If a document has features x1, x2, ..., xn, then the likelihood is

P(d|c) = P(x1, x2, ..., xn|c)P(c)

We have to assume that the features x1 to xn are independent

P(x1, x2, ..., xn|c) = P(x1|c)P(x2|c)...P(xn|c)

Since P(c) is the probability of the class occuring, this will be 50% for both classes, positive and negative. This is because we have an equal amount of positive reviews and negative reviews in our test dataset, giving both equal probabilities.


In [6]:
len(positive_reviews_list)

1000

Instead of multiplying P(x1|c)P(x2|c)...P(xn|c), we will perform this calculation in the log space.

This will mean that the result will no longer represent a probability, but it will still have the same properties (the higher the result, the more likely it is correct).

We now have argmax[ log(P(c)) + sum of log(P(x|c) for all x) ] 

P(cj) = # of documents of class cj / total # of documents

P(wj|ci) = # of times word wj appears in class ci / total # of words that appear in class ci

We have a large dataset, however it is still possible that there will be 0 occurences for certain words. 

To combat these words achieving a 0 probability, we use LaPlace Smoothing.

We now have P(xi|c) = ((# of times word wj appears in class ci) + 1) / ((total # of words that appear in class ci) + 1)

It might be worth considering a clause to deal with words that don't appear in any reviews (positive/negative).

We could remove stop words, however this has not shown to be very beneficial and is not common practice when using Naive Bayes.

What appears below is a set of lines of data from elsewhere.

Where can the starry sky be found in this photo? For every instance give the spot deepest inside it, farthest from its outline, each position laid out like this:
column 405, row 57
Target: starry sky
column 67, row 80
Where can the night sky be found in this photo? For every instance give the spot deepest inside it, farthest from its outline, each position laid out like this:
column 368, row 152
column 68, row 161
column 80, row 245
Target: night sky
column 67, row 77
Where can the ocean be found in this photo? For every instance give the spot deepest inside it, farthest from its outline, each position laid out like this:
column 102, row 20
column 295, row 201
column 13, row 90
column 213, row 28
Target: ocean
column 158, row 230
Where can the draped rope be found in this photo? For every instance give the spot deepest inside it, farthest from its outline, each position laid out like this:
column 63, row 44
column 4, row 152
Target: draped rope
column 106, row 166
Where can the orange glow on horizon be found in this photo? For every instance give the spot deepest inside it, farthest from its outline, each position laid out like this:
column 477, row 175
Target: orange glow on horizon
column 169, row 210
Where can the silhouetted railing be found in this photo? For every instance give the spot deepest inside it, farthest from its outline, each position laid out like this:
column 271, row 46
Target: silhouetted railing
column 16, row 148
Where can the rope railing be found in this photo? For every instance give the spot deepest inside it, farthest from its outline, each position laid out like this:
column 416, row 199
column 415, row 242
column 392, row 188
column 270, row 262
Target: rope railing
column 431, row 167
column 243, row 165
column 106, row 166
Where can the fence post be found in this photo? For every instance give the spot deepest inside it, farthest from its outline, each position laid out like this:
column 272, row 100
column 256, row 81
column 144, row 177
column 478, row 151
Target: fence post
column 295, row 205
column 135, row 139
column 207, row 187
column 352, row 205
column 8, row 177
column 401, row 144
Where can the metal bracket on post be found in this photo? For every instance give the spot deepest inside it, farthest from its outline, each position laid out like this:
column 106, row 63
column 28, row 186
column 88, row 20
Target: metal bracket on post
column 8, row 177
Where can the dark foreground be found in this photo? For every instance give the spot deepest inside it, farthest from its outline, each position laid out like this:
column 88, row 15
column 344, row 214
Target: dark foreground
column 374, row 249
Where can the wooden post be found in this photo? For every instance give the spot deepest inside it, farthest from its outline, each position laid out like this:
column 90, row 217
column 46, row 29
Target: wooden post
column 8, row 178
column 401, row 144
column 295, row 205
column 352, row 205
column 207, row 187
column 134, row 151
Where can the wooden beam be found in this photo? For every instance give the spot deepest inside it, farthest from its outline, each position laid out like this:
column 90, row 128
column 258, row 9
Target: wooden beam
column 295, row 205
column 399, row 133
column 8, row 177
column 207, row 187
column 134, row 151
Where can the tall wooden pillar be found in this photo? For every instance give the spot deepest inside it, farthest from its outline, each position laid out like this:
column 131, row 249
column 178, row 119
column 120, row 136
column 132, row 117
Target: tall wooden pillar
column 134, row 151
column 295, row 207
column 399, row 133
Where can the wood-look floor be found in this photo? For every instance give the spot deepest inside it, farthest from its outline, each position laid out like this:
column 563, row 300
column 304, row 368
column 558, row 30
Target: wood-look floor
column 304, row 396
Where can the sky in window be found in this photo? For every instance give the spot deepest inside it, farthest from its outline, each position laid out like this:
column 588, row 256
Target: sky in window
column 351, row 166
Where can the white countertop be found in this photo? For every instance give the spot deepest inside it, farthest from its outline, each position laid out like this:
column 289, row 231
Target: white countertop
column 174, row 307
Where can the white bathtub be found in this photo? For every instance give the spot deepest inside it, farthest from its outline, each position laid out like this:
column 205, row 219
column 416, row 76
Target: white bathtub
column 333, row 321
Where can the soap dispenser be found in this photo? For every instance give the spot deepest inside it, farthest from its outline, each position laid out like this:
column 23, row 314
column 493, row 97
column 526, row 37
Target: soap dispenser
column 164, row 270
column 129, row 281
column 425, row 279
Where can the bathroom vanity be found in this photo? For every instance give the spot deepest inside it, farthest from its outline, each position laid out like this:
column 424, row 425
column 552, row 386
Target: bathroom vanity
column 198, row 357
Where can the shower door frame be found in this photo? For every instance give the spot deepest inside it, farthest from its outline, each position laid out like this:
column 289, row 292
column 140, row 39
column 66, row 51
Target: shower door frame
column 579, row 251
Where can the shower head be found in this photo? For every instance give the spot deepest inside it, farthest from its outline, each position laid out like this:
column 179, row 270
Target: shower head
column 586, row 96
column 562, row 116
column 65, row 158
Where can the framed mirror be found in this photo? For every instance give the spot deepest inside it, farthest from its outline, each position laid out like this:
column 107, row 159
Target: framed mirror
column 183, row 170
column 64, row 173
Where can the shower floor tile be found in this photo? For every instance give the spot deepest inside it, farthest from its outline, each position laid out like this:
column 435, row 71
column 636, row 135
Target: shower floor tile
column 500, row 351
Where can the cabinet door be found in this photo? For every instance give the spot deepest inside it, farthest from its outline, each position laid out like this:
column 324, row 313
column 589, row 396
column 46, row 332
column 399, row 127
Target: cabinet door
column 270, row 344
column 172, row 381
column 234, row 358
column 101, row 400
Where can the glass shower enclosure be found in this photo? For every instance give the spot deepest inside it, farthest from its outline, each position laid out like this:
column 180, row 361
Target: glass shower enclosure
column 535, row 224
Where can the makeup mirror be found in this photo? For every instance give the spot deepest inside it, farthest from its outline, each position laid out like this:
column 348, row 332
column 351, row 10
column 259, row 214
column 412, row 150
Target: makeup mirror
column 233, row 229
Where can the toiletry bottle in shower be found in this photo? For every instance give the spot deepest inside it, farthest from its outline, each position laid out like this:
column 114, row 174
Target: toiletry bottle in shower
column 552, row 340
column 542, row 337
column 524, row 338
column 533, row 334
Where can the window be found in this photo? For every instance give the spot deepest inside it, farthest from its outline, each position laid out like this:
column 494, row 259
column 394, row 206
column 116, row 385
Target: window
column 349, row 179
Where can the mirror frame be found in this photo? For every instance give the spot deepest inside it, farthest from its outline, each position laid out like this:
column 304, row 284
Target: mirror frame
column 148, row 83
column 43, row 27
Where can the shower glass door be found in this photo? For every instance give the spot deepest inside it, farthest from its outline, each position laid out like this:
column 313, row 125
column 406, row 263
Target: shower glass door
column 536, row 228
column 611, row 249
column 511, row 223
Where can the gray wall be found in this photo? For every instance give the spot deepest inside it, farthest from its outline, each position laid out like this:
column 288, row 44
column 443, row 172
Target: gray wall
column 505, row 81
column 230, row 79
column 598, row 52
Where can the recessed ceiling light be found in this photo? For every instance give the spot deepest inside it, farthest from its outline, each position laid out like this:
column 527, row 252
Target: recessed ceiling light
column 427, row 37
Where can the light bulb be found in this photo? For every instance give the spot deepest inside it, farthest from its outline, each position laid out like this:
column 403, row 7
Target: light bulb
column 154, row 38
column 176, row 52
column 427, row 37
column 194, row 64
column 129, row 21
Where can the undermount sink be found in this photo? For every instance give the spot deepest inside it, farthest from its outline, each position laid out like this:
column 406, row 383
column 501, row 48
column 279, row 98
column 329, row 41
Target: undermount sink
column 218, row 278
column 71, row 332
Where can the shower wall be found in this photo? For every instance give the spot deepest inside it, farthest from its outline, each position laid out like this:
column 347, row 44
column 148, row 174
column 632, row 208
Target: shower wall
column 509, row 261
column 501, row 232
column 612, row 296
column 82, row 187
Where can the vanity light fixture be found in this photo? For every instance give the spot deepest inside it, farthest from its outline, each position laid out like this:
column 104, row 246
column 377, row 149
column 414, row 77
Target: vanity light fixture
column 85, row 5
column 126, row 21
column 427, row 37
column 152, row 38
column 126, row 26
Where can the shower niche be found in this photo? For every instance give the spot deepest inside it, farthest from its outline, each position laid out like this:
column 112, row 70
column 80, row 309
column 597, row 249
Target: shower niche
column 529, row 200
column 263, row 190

# Assigning Important Variables

In [7]:
## Assigning the test and training data
negative_training_data = negative_reviews_list[:900]
positive_training_data = positive_reviews_list[:900]
negative_test_data = negative_reviews_list[900:]
positive_test_data = positive_reviews_list[900:]

In [19]:
def create_frequency_dictionary(list_of_reviews):
    review_dictionary = {}
    for review in list_of_reviews:
        words = review.split()
        for word in words:
            if word in review_dictionary:
                review_dictionary[word] += 1
            else:
                review_dictionary[word] = 1
    return review_dictionary

In [20]:
negative_dictionary = create_frequency_dictionary(negative_training_data)
positive_dictionary = create_frequency_dictionary(positive_training_data)

In [24]:
positive_probability = len(positive_training_data) / (len(positive_training_data)+len(negative_training_data))
negative_probability = len(negative_training_data) / (len(positive_training_data)+len(negative_training_data))

In [44]:
def result_for_class(review, class_probability, training_data):
    class_result = math.log(class_probability)
    dictionary = create_frequency_dictionary(training_data)
    for word in review.split():
        if word in ['.', ',', ':', '"', '&', '?', '-', '(', ')']:
            continue
        elif word not in dictionary:
            class_result += math.log(1 / (sum(dictionary.values()) + 1))
        else:
            class_result += math.log((dictionary[word] + 1) / (sum(dictionary.values()) + 1))
    return class_result

In [45]:
result_for_class(positive_test_data[1], positive_probability, positive_training_data)

-1846.3421536309943

In [46]:
result_for_class(positive_test_data[1], negative_probability, negative_training_data)

-1841.1022259865354

In [42]:
def determine_class(review):
    positive_class_result = math.log(positive_probability)
    negative_class_result = math.log(negative_probability)
    for word in review.split():
        if word in ['.', ',', ':', '"', '&', '?', '-', '(', ')']:
            continue
        else:
            if word not in positive_dictionary and word not in negative dictionary:
                continue
            elif word not in positive_dictionary:
                positive_class_result += math.log(
                1 / (sum(positive_dictionary.values()) + 1))
            elif word not in negative_dictionary:
                negative_class_result += math.log(
                1 / (sum(negative_dictionary.values()) + 1))
            else:
                positive_class_result += math.log(
                    (positive_dictionary[word] + 1) / (sum(positive_dictionary.values()) + 1))
                negative_class_result += math.log(
                    (negative_dictionary[word] + 1) / (sum(negative_dictionary.values()) + 1))
    if positive_class_result > negative_class_result:
        return "Positive"
    elif negative_class_result > positive_class_result:
        return "Negative"
    else:
        return "Equal Probability"

In [47]:
accuracy = 0
total = 0

for review in positive_test_data:
    positive_result = result_for_class(review, positive_probability, positive_training_data)
    negative_result = result_for_class(review, negative_probability, negative_training_data)
    if positive_result > negative_result:
        accuracy += 1
    total += 1

In [48]:
accuracy / total

0.78

The model does not have amazing performance on the positive reviews, let's see if it performs better in the negative reviews.

In [49]:
accuracy = 0
total = 0

for review in negative_test_data:
    positive_result = result_for_class(review, positive_probability, positive_training_data)
    negative_result = result_for_class(review, negative_probability, negative_training_data)
    if positive_result < negative_result:
        accuracy += 1
    total += 1

In [50]:
accuracy / total

0.89